Les novices tremblaient de colère, leur chagrin momentanément oublié, tant ils désiraient venger leur mère. Le chat roux espérait qu’ils se rappelleraient ses instructions et ne céderaient pas à l’affolement – pire, qu’ils n’essaieraient pas d’attaquer les molosses eux-mêmes.
« Le Clan compte sur vous, ajouta-t-il. Nous sommes tous fiers de vous.
— Nous ne te décevrons pas », lui promit Nuage de Bruyère.

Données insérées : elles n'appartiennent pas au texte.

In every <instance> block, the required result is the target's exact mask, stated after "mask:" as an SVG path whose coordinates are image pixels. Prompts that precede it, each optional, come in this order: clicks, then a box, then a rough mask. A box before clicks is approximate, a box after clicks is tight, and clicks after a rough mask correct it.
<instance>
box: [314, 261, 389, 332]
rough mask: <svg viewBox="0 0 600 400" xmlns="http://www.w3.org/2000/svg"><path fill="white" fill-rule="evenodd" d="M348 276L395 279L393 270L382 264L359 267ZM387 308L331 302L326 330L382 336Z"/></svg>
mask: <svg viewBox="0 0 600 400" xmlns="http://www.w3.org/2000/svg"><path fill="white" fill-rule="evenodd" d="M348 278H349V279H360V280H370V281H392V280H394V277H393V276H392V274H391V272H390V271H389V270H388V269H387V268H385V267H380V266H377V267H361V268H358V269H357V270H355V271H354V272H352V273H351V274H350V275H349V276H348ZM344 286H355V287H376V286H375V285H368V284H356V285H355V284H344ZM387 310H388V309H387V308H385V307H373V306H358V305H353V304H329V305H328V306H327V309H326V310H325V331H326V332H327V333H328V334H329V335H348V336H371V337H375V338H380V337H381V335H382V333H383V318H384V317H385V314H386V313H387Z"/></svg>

Cœur de Feu les laissa en faction et s’enfonça dans les bois avec les autres membres de la troupe. Il dressait l’oreille, à l’affût du moindre signe des chiens. Même la forêt semblait retenir son souffle, drapée dans un silence inquiétant, aussi sinistre que les hurlements de la meute. Par contraste, la respiration et les pas des félins semblaient étrangement bruyants. Le jeune lieutenant s’arrêta de nouveau.
« Tu les attendras ici, Tempête de Sable, ordonna-t-il. Je ne veux pas que Nuage de Bruyère et Nuage de Granit aient trop de distance à couvrir. Tu es la plus rapide d’entre nous : il faut que tu tiennes les chiens à bonne distance pour que nous ayons une chance, quand notre tour viendra.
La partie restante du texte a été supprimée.